The biggest problem with The Biggest Chinese Restaurant in the World is that it clearly has not been created with Chinese audiences in mind. It explains too many things that would be common knowledge in China. When it focuses on the customs of a longevity banquet, a wedding party, and a baby shower, it flags considerably. These passages feature less of Qin’s charismatic presence, and instead offer bland cultural information that could be gleaned from any number of sources. Just as distressing is the fact that it’s only on rare occasions that Chen manages to offer any visceral impression of the size of the restaurant or the quality of its cuisine. Then again, since existing examples of the latter involve showing chefs ripping the beating heart out of a live duck, and a timed competition in which snakes and fish are cut up, so they can be served while still squirming on the plate, perhaps this is for the best.

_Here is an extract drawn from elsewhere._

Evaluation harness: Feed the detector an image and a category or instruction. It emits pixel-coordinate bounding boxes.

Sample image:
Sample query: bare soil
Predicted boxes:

What is fortunate is that Biggest Chinese Restaurant’s final passage is also probably its most well-organized. When the restaurant finds itself understaffed for a celebration that turned out to be much larger than anticipated, the audience finally gets a real sense of the administration of running an operation of this size. Issues such as high turnover and insufficient food orders are tackled by the management, providing a bit of logistical insight. In general, though, this film remains interesting without being particularly enlightening. Taken as a whole, it’s as trivial as anything in the Guiness Book of World Records, which officially cites West Lake as the world’s largest eating establishment. If Chen hasn’t managed to make a movie as newsworthy as he might have hoped, though, at least he’s presented this portrait of a unique place in a thoroughly approachable manner.